Le combat dans la province de Cabo Delgado "mérite et nécessite beaucoup de collaboration", a déclaré Víctor Muirequetule, dans des déclarations quelques instants après sa prise de fonction.

Le nouvel inspecteur général qui détient le grade de major-général a estimé que le succès dans la lutte contre les groupes armés dépend également de la compréhension socio-anthropologique des communautés dans les zones de conflit.

Víctor Muirequetule a souligné que la complexité de la situation peut conduire "ceux qui ne sont pas sur le terrain à penser que les Forces de défense et de sécurité ne font pas leur travail".

"La guerre est la guerre, mais nous voulons croire qu'avec l'engagement du peuple, nous réussirons dans la région où nous opérons", a-t-il souligné.

Le ministre de la Défense nationale du Mozambique, Jaime Neto, a participé à l'inauguration du nouvel inspecteur général de la défense nationale et d'autres cadres du secteur, mais n'a pas fait de déclarations aux médias.

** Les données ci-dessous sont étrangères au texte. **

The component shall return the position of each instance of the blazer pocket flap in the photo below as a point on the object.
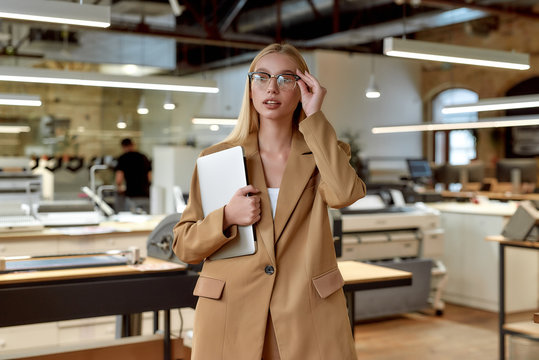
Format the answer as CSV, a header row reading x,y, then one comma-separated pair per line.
x,y
329,282
209,287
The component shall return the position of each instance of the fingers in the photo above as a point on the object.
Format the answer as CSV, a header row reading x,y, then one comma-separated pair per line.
x,y
246,190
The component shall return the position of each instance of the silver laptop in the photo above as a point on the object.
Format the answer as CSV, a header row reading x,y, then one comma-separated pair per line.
x,y
220,175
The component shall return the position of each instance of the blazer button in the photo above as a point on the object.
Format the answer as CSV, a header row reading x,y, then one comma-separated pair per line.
x,y
269,269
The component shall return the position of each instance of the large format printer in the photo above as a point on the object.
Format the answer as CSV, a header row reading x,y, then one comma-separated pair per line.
x,y
383,229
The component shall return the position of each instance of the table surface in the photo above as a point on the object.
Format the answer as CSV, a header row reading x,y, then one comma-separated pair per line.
x,y
503,240
150,265
491,195
354,272
132,225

Lors du discours officiel, dans la seule référence à la violence armée à Cabo Delgado et dans le centre du pays, Jaime Neto a appelé le personnel assermenté à aider les Forces de défense et de sécurité à maintenir leur "état de préparation combative" dans les deux régions en conflit.

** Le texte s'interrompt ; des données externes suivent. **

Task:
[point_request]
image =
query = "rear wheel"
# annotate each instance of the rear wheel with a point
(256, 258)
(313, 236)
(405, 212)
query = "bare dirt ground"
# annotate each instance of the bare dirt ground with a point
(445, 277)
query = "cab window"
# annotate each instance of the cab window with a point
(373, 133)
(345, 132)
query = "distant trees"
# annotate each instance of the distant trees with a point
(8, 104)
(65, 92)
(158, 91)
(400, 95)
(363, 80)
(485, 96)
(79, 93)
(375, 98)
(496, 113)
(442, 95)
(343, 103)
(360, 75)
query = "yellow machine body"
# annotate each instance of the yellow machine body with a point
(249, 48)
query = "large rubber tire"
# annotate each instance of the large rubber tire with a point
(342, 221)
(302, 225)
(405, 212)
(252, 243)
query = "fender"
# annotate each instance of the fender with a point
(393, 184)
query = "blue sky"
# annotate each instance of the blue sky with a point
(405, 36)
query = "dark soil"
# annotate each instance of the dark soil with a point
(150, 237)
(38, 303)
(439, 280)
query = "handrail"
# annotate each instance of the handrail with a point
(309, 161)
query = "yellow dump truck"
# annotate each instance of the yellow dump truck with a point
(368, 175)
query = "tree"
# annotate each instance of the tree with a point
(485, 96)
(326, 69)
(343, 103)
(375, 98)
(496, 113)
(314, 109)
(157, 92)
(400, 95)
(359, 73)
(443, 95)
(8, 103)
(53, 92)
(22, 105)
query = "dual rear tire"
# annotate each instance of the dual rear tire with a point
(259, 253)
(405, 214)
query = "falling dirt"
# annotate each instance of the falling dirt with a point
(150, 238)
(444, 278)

"Que les travailleurs assermentés persistent dans leur auto-dépassement, leur préparation et leur préparation au combat, en maintenant la droiture, la civilité et la discipline, ainsi que l'organisation interne, afin de surmonter les défis que les théâtres opérationnels du nord et du centre nous présentent", a-t-il déclaré.

Cabo Delgado, la province où le plus grand investissement privé d'Afrique pour le gaz naturel progresse, est attaquée depuis octobre 2017 par des insurgés classés depuis le début de l'année par les autorités mozambicaines et internationales comme une menace terroriste.

Depuis un an, le groupe d’État islamique «djihadiste» est venu réclamer certaines des incursions.

En deux ans et demi de conflit, on estime qu'au moins 600 personnes sont déjà mortes et qu'environ 200 000 ont déjà été touchées, forcées de se réfugier dans des endroits plus sûrs, perdant des maisons, des jardins et d'autres biens .

Depuis mars, des groupes terroristes occupent depuis plusieurs jours d'importantes villes comme Mocímboa da Praia, Muidumbe, Quissanga et Macomia.

Dans le centre du pays, depuis août 2019, des raids armés attribués à une dissidence de la guérilla Renamo, le principal parti d'opposition, ont pris pour cible les forces de sécurité et les civils dans les villages et sur certaines sections de la route dans la région, faisant plus de 20 morts et plusieurs blessés, en plus de la destruction de véhicules et d'autres infrastructures.